A Good Yarn by Debbie Macomber
My mom picked up this book from the take-a-book-leave-a-book shelf at a hotel she stayed out while on vacation in Hawaii. It is the sequel to A Shop on Blossom Street, a book I read and enjoyed before I started knitting. These books are really feel-good reads; things always seem to turn out OK in the end. And, sometimes that's exactly the kind of book you need to read. I have to say that I liked this book even more than the first and I am sure it is because I am a knitter now. The narrative focuses on four women who are all involved in a beginner sock knitting class (I started my first sock only 2 days ago - it's going really well, though I think it'll end up pretty baggy). I found Courtney, the teenager, particularly sympathetic and how she was able to deal with her weight problem inspired me to be better about exercising myself.

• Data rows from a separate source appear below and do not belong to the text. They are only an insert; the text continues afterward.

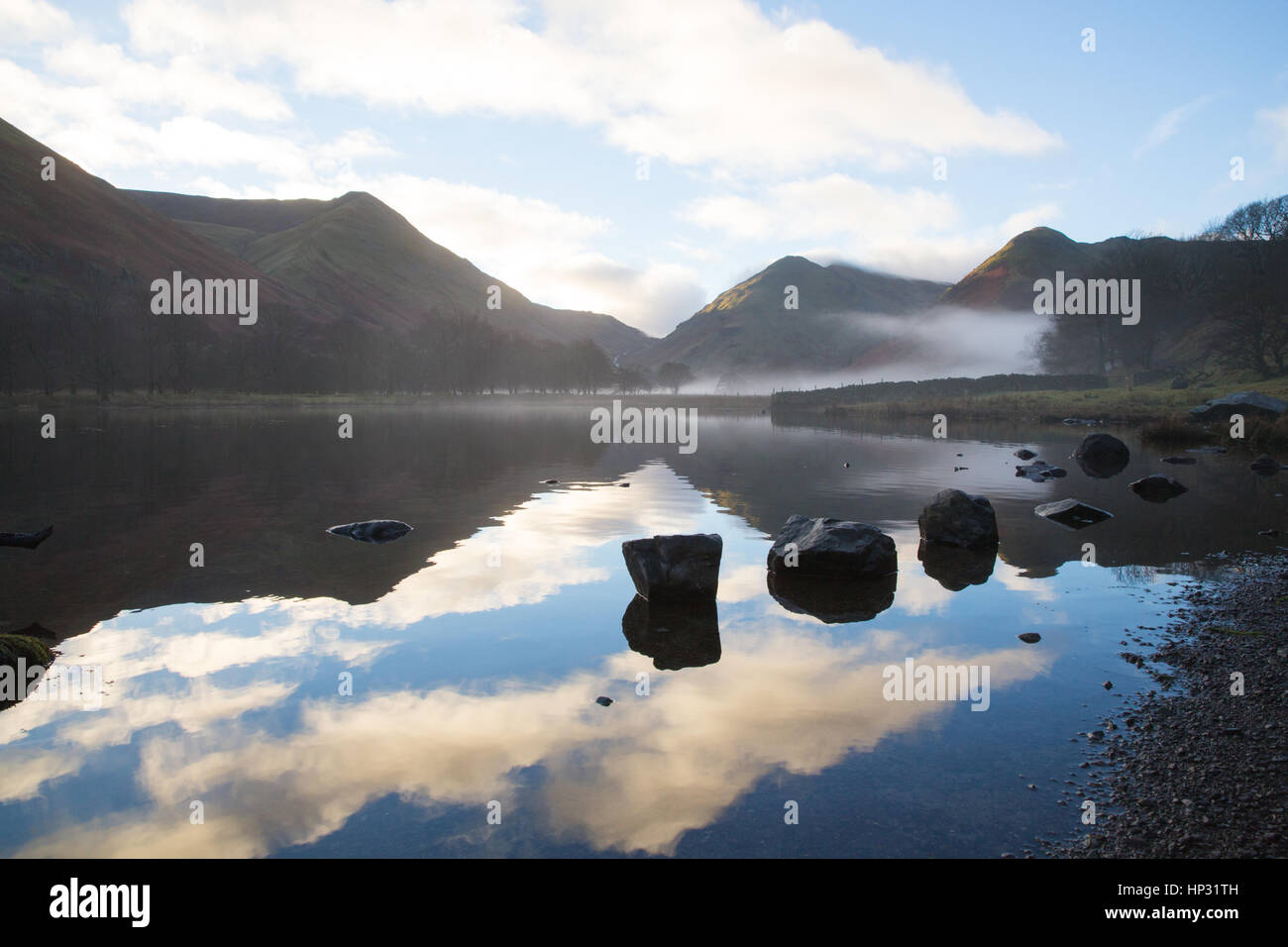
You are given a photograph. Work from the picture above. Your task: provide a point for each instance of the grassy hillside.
(747, 328)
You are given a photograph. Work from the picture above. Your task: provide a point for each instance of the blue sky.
(638, 158)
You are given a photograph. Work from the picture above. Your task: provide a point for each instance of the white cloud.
(716, 82)
(820, 208)
(1168, 125)
(25, 21)
(902, 232)
(1275, 121)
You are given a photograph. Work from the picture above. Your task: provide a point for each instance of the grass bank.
(706, 403)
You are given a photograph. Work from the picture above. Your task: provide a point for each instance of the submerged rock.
(956, 567)
(833, 548)
(26, 540)
(831, 598)
(1039, 471)
(1102, 455)
(675, 567)
(1157, 488)
(1072, 514)
(377, 531)
(956, 519)
(1253, 403)
(675, 634)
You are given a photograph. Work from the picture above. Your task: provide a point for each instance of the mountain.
(351, 296)
(361, 256)
(52, 230)
(750, 330)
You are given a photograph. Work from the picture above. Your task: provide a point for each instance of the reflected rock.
(373, 531)
(675, 634)
(1072, 514)
(675, 567)
(956, 519)
(838, 548)
(1239, 403)
(1265, 464)
(831, 598)
(1039, 471)
(26, 540)
(1102, 455)
(956, 567)
(1157, 488)
(37, 630)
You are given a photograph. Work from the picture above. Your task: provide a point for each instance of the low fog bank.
(943, 343)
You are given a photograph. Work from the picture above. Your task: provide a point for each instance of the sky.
(639, 158)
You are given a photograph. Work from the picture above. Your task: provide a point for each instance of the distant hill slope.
(52, 231)
(362, 257)
(747, 329)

How I Fell in Love with a Librarian and Lived to Tell about It by Rhett Ellis
Russell and I happened across this book and were intrigued by the title. Russell read it quite a while ago and was not impressed, but he made me hold on to it to read for myself anyway. I picked it up at one point and gave up pretty quickly, but my second attempt was successful. I didn't really care for the book though. I think the author was trying a little too hard to be quirky and I really disliked the ending: the main characters live happily-ever-after, but there is no real resolution to the issue that was keeping them apart.
Maisie Dobbs mysteries by Jacqueline Winspear
I read and reviewed the 4th book in the series, Messenger of Truth (see review), last year and am finally catching up on the earlier episodes in the series in preparation for book 5. This month I've read Maisie Dobbs and Birds of a Feather, and I'm currently reading Pardonable Lies. I really like Maisie as a character (even though her rise from servitude seems a bit implausible) and her adventures in psychological crime-solving. Winspear does a good job of incorporating period detail and through the novels I've learned a good deal about WWI and post-war Britain.
The Silent Raga by Ameen Merchant
I picked up this debut novel last summer at BookExpo Canada. It tells the story of two sisters and the event that splits their family in two. I liked how Merchant juggles the past and present and keeps the reader guessing about exactly how certain things came to pass until close to the end. I also appreciated how he incorporated aspects of South Indian music into the narrative especially since it is such a big part of Janaki's life and character. Overall, I really enjoyed this book, but I will say that the proper Brahmin family disapproving of the marriage of the older sister hit a bit too close to home for me.
Zorro by Isabel Allende
I listened to the unabridged audio version, read by Blair Brown (audio books are great for knitting). I love Allende's writing and young Zorro's story was compelling, though listening to the audio it did seem at times like the book was going on endlessly.